People often overcomplicate LINQ queries because they're so used to thinking in terms of SQL tables, joins, and such. Usually if you put your actual requirement in plain english, you can come up with a simpler query that reads almost exactly the same.

I want a list of invoice IDs from the paid invoices where any part on that invoice is active, and ... etc.

How about this:

from invoice in db.Invoices
where invoice.IsPaid
where invoice.Invoices_Parts.Any(ip => !ip.IsClaimed && 
    ip.Part.IsActive && 
    ip.OrganisationID == loggedInUser.OrganisationID)
select invoice.InvoiceId

Or if you prefer method syntax:

db.Invoices.Where(i => i.IsPaid)
.Where(i => i.Invoices_Parts.Any(ip => !ip.IsClaimed && 
    ip.Part.IsActive && 
    ip.OrganisationID == loggedInUser.OrganisationID)
.Select(i => i.InvoiceId)
.ToList();

PS--you can do a .ToString() if you want to, but in my experience it's wiser to leave IDs strongly typed.

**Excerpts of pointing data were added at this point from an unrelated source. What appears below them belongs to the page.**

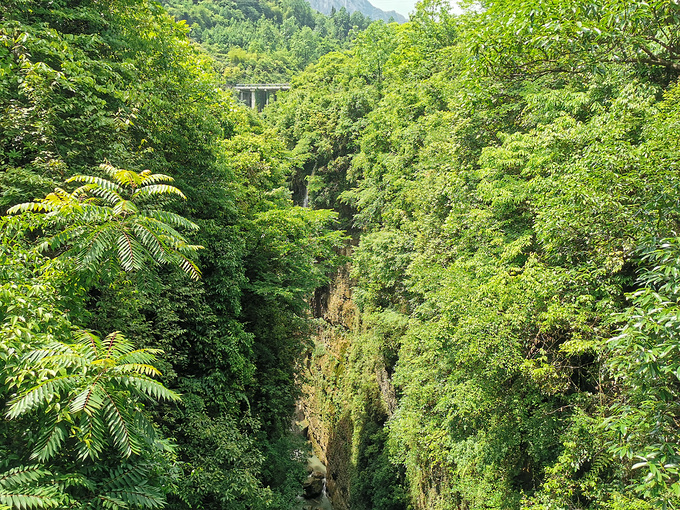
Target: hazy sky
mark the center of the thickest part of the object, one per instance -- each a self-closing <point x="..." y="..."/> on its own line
<point x="405" y="7"/>
<point x="401" y="6"/>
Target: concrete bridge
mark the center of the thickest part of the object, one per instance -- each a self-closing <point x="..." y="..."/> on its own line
<point x="249" y="93"/>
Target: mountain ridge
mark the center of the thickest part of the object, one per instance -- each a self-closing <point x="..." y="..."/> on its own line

PPS--you can make a DistinctBy method that will play nicely with Entity Framework (not forcing premature evaluation) like so:

public static IQueryable<TSource> DistinctBy<TSource, TKey>(this IQueryable<TSource> source, Excpression<Func<TSource, TKey>> keySelector) {
    return source.GroupBy(keySelector).Select(i => i.FirstOrDefault());
}
StriplingWarrior
  • 151,543
  • 27
  • 246
  • 315
1

OK, assuming that you want all the invoices where at least one part ON THAT INVOICE is active, I'd do it like this:

IQueryable<int> partIds = db.Parts
  .Where(x => x.OrganisationID == loggedInUser.OrganisationID && x.IsActive)
  .Select(y => y.PartID);


List<string> invoiceIds = db.Invoices_Parts
   .Where(x =>  !x.IsClaimed && x.Invoice.IsPaid && partIds.Contains(x.PartID))
   .Select(y => y.InvoiceID.ToString())
   .Distinct()
   .ToList();

If that looks a lot like what you have, it's because it is. As I understood the question, you were already 99.99% there.

Ann L.
  • 13,760
  • 5
  • 35
  • 66
  • I probably didn't explain myself properly in the question. I also used arbitrary field names because the actual data sets had lots more fields. – notAnonymousAnymore Jan 31 '14 at 14:43
0

What you can do here is join the invoices with the parts to create a collection of all of the parts for each invoice. Once you have that collection determining if any item in it is active is easy enough:

List<string> invoiceIds = 
    (from invoice in db.Invoices_Parts
    where !invoice.IsClaimed && invoice.Invoice.IsPaid
    join part in partIds
    on invoice.PartId equals part into parts
    where parts.Any(part => part.IsActive)
    select invoice.InvoiceID)
    .Distinct()
    .ToList();
Servy
  • 202,030
  • 26
  • 332
  • 449